Я ударил ее по руке, протянутой за яблоком. Одновременно метнулась в темноту ветка, упало яблоко, и сразу после этого куда-то на золотые холмы за Вислой скатилась звезда. Дочка солтыса, тихонько всхлипывая, села на землю.

— Чего ты от меня хочешь, дурочка? Мы на войне были. А с войны всегда кто-нибудь не возвращается.

— Но ты же вернулся?

— Я вернулся, чтобы сказать тебе, что там, на Дунайце, когда из осиновой сердцевины выступило лицо, Стах в меня целился. И еще чтобы тебе сказать, что я тоже стрелял не в дерево.
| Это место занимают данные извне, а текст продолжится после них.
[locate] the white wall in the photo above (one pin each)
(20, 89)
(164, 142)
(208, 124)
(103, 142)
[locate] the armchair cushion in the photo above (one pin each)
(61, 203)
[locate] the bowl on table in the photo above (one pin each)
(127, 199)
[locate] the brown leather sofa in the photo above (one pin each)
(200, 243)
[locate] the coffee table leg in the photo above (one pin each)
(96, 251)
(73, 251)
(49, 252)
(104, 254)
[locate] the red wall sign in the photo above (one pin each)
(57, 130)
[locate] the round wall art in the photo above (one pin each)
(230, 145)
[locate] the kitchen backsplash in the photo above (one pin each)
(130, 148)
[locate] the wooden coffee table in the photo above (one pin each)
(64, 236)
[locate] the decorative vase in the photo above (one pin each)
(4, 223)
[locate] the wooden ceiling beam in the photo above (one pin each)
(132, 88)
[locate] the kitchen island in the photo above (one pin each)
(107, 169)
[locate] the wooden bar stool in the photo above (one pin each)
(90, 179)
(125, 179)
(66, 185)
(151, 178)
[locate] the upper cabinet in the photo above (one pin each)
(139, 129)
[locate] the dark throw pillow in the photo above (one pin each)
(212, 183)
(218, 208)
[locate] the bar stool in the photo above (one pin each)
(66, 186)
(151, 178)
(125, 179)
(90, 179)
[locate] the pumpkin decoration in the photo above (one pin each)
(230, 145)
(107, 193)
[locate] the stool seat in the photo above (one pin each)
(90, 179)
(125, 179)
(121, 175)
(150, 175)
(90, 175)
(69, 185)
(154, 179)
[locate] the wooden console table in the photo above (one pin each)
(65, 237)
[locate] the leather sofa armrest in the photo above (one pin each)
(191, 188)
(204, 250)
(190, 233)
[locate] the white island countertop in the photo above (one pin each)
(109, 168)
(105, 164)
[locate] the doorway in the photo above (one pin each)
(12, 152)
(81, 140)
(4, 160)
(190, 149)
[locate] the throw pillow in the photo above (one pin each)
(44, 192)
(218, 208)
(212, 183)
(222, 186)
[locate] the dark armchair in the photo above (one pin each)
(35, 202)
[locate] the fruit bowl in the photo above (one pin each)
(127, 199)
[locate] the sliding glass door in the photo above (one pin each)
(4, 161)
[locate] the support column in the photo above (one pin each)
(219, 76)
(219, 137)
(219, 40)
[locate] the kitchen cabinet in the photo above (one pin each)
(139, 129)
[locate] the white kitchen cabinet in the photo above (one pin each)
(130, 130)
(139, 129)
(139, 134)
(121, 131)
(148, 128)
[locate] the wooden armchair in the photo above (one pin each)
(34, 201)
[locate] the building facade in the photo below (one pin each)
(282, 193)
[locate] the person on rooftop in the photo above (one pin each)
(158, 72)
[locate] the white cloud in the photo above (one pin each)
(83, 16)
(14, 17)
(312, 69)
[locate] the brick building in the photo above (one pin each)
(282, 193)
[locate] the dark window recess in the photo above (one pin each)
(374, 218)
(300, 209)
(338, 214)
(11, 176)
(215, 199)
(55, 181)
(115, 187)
Солтысова дочка встала с земли. Приблизилась ко мне. Я пятился от нее, пока не наткнулся спиной на яблоньку.

— Ну, видишь, Петр, видишь, какой ты! Ты еще тогда его убил. Тогда. И тебе посчастливилось. Война тебе на руку оказалась. Ты его увел на войну и там, на войне, чтобы не на тебя сказали, чтобы не на тебя у костела пальцами показывали, чтобы не тебя в тюрьме сгноили, его и убили. Но ты не бойся. Я никому не скажу. Я же тебе говорила, а как будешь королем, буду королевой, а как будешь палачом, палачихой буду. И будем купаться голышом в пруду, и в реке в чем мать родила купаться станем. И не в темноте, как тогда на огородах. В самый полдень, при всех. Ты стыдиться не будешь? Правда не будешь? Ведь чего тебе стыдиться? Все твое — при тебе. Только ты должен сукно красное приготовить. Много сукна, Петр. И выстелить во всей округе сукном дно каждого озерца и все-все пруды. И Дунайец, и Вислу. А потом, Петр, я тебе сыночка рожу. Рожу тебе, Петр, котеночка пушистенького. Щеночка миленького, палачоночка любименького, Петр ты мой, Пётрусь.

Я привлек ее к себе и, взяв за подбородок, поцеловал в губы. И проводил по лицу ее, по шее сухими, как щепка, губами, и грыз губы ее, пока не стало солоно на языке, пока она не вскрикнула. Под руками моими дрогнули ее груди. А горло мое было пронзено ножом, низ живота разболелся. Страшась своего горла, и живота, и рук своих, блуждавших по ней, и этого щеночка, котеночка, палачоночка, отодвинулся я от Хели. И тогда она снова заговорила:

— Как же это, Петр, Пётрусь? Ты знал, что он в тебя целился и хотел тебя у меня убить, и ты не сказал об этом ни слова? Значит, полуживой, с лицом, выбитым пулями в осине, ты на войну пошел и не пришел со мной попрощаться? А раз ты не пришел со мной попрощаться, я подумала о Стахе. Видно, из-за этой моей думки он там и остался. Ведь как подумаешь о ком-нибудь и ничего ему не дашь — ни яблока, ни кружки воды хотя бы, так он не знает ни про яблоко, ни про воду, и ему не за чем возвращаться. И о тебе я думала. Но ты же не привел попрощаться, вот я и думала, что ты уже выпил воду, съел яблоко, утолил жажду и тебе не хочется второй кружки воды, второго и третьего яблока.

Скрипнула дверь. Я потянул солтысову дочку дальше в сад. С порога меня звал Моисей. Поцеловав Хелю в глаза, я взял ее на руки и перенес через плетень. Пока я кричал Моисею:

— Ничего со мной не случилось. Просто башка побаливает. Сейчас вернусь! — Хеля успела мне шепнуть, что завтра ночью придет ко мне на сеновал.